Initially, the card will be available for travel only. But it has the potential to be extended to such functions as car parking, leisure centres and libraries, which may be added later.

Oyster functions through an aerial and a small microchip, which can handle and store information and is embedded in the smart card. When the card is touched on the card reader, power flows through the aerial and information moves from the card to the reader and back again. Communication is by radio signals and a transaction is said to take less than one fifth of a second. By performing this function at the beginning and the end of the journey on LU and at the beginning only on buses, the fare is calculated and recorded and compared against the value remaining on the card.

The card is described as "contactless", but literature on card usage says "... customers only need to touch the card readers with their Oyster cards as they pass through the ticket gates at London Underground or national rail stations, or board a bus."

The card may remain in its plastic wallet but the act of touching the reader will inevitably reduce throughput compared with other contactless systems, which in some cases can operate with the card several centimetres from the reader, meaning that the card may remain in the passenger's pocket or handbag as he or she walks through the gate. There have already been cases of passengers slowing down traffic flow by offering the card either at too great a distance from the reader or at the wrong angle to it. TranSys's approach is to try to persuade passengers to touch the reader with the card every time to eliminate the possibility of failed communication. "This is a new system and we are trying to instil a behavioural standard into people who have in any case been accustomed to passing magnetic stripe tickets through the gate," says TranSys.

Once a card has been issued it can be topped up to meet the travel needs of each individual customer.
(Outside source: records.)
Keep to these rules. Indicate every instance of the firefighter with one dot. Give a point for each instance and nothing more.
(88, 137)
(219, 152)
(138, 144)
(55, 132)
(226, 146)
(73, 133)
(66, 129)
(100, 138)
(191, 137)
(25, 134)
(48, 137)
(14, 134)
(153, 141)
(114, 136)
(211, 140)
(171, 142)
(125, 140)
This can be done at upgraded ticket machines in stations, at any Ticket Stop, or at a station ticket office.

Smart cards are among the most secure ways to store information and TranSys says that Oyster users "can be confident of the security of the data on their card". Access to the information is only possible using secret keys specific to each individual card and known only to the devices permitted to process the cards.